Baudelaire or the Streets of Paris
With Baudelaire, Paris becomes for the first time the subject of lyric poetry. This poetry of place is the opposite of all poetry of the soil.
The gaze of the allegorist, as it falls on the city, is the gaze of the alienated man. It is the gaze of the flaneur, whose way of life conceals behind a beneficent mirage the anxiety of the future inhabitants of metropolises.
The flaneur seeks refuge in the crowd and the crowd is the veil through which the familiar city is transformed for the flaneur into phantasmagoria. The department store is the last precinct of flanerie.
In the flaneur, the intelligentsia sets foot in the marketplace. It surrenders itself to the market, thinking merely to look around, but in fact, it is already seeking a buyer. In this stage, in which it is beginning to familiarize itself with the market, it appears as the Boheme.
The uncertainty of its economic position corresponds to the ambiguity of its political function. Baudelaire’s rebellion is always that of the asocial man; it is at an impasse. The only sexual communion of his life was with a prostitute.
While the flaneur plays the role of a scout in the marketplace, it also explores the crowd. To the flaneur, the crowd inspires a sort of darkness, accompanied by very specific illusions. The man flatters himself that he has accurately classified a passerby, just on the basis of his appearance.
Baudelaire binds the allegorical form with the specific signification which the commodity acquires by virtue of its price. This degradation is counterbalanced in Baudelaire by the inestimable value of novelty. Newness is a quality independent of the use-value of the commodity.
The fact that art’s last line of resistance should coincide with the commodity’s most advanced line of attack – this had to remain hidden from Baudelaire.
Baudelaire recognizes, in the spleen, the latest transfiguration of the ideal; the ideal seems to him the first expression of spleen. Baudelaire has given the liveliest form to the concept of modern by presenting the supremely new as ‘supremely old.’
The linchpin of Baudelaire’s theory of art is modern beauty.
Haussmann, or the Barricades
Haussmann’s activity is incorporated into Napoleonic imperialism which favors investment capital.
The rulings of the court of Cassation, inspired by the bourgeois and Orleanist opposition, increase the financial risk of Haussmannization.
Haussmann tries to establish his dictatorship by placing Paris under the emergency regime. He publicly told that he hated the rootless urban population. This population grows every larger due to his projects. However, the rising rents drive the proletariat into the suburbs.
Haussmann gave himself the title of ‘demolition artist’. The central marketplace passes for Haussmann’s most successful construction. It had been said of the cradle of the city that in the wake of Haussmann, only one church, one public building, and one barrack remained.
The inhabitants of the city no longer feel at home there; they start to become conscious of the inhuman character of the metropolis. The true goal of Haussmann’s project was to secure the city against the civil war.
Haussmann wanted to make the erection of barricades in the streets of Paris impossible for all time. However, barricades had played a considerable role in the February Revolution.

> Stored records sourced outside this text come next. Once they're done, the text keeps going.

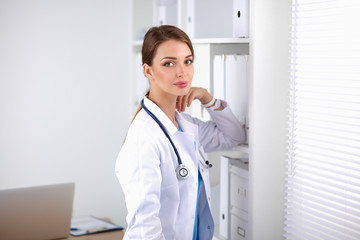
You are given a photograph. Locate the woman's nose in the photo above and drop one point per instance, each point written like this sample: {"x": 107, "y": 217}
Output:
{"x": 180, "y": 71}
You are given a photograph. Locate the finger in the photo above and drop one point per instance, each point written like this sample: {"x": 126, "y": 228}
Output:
{"x": 178, "y": 103}
{"x": 184, "y": 101}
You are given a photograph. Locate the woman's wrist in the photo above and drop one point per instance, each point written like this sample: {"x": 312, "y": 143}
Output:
{"x": 209, "y": 103}
{"x": 206, "y": 99}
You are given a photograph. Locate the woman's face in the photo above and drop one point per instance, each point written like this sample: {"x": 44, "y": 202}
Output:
{"x": 172, "y": 69}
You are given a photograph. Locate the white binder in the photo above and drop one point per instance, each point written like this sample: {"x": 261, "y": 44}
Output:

Haussmann saw his project possible because widening the streets would make the erection of barricades impossible, and new streets would connect the barracks in straight lines with the workers’ districts. As a matter of fact, contemporaries christened the operation ‘strategic embellishment’.
Haussmann’s ideal in city planning consisted of long straight streets opening onto broad perspectives. With the Haussmannization of Paris, the phantasmagoria was rendered in stone. The barricade is resurrected during the commune and it is stronger and better designed than ever before.
The barricades stretch across boulevards, often reaching a height of two stories. Just as the Communist Manifesto puts an end to the age of professional conspirators, so the commune ends the phantasmagoria that dominates the earliest aspiration of the proletariat.